Con Edison and NYCHA confirmed to Streetsblog on Tuesday that the program has been cancelled. Con Edison added that the company has shifted focus to providing incentives to private e-bike charging companies to build charging sites in disadvantaged communities. One such site, operated by PopWheels, opened in July at the Ebbets Field Apartments in Brooklyn.

When Con Ed announced it would fund the NYCHA pilot in March 2023, the company chose four NYCHA campuses — Queensbridge North and South in Queens, De Hostos in Manhattan, and Van Dyke I in Brooklyn – and predicted completion by early 2025.
At the time, Raghu Sudhakara, vice president of Distributed Resource Integration for Con Edison, said that the company wanted to “explore ways to ensure that New Yorkers have access to safe, convenient charging and secure storage,” and that “making micromobility safer and easier will be a plus for the many hard-working people who earn their living delivering food to our homes and businesses.”
The company would not say why it bailed out on funding a small program that would have cost around $2 million based on industry standards. It's unclear if Con Ed's abandonment had anything to do with scandals in the Adams administration. Just two months before Con Ed signaled its departure from the program, Deputy Mayor of Operations Meera Joshi, Health Commissioner Anne Williams-Isom and First Deputy Mayor Maria Torres-Springer resigned, citing "extraordinary events": Mayor Adams's indictment on federal corruption charges.
This pilot program was supposed to begin a gusher of funding for NYCHA to build e-bike infrastructure.

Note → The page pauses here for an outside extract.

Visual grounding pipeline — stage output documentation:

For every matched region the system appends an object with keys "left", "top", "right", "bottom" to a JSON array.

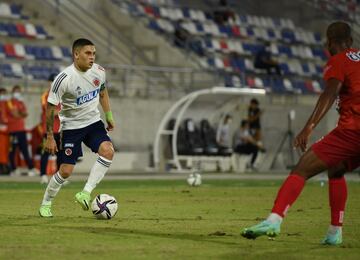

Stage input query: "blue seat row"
[{"left": 0, "top": 63, "right": 61, "bottom": 80}]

In June 2023 the city was awarded a $25-million federal grant to construct even more charging infrastructure on NYCHA campuses.
That grant will be administered by the DOT, which had said the "public e-bike charging program" would grow to "173 locations next to 53 public housing developments ... on public sidewalks, where they will be available to NYCHA residents and the general public."
A year later there has been no progress on the larger NYCHA project.
A source who worked with NYCHA and Con Ed on the since-cancelled pilot told Streetsblog the Housing Authority was waiting to learn from the pilot program before using the $25 million. The delay could cost the city the money since the Trump Administration has been taking back transportation grants that don't fit their car-centric agenda.

It is also unclear if Con Ed's pullout is related to the increasingly confusing web of regulations hamstringing the industry as a whole. Companies that make and install the charging infrastructure necessary for combatting the battery fire crisis can't get FDNY approval for new sites because of constantly shifting regulations that are impossible to follow. In February, the FDNY began requiring a new test to certify battery swap cabinets, but no lab could run the test because it had not yet been certified by the federal Occupational Safety and Health Administration. After Streetsblog exposed this flaw, the FDNY quickly updated its rules, but more questions remain.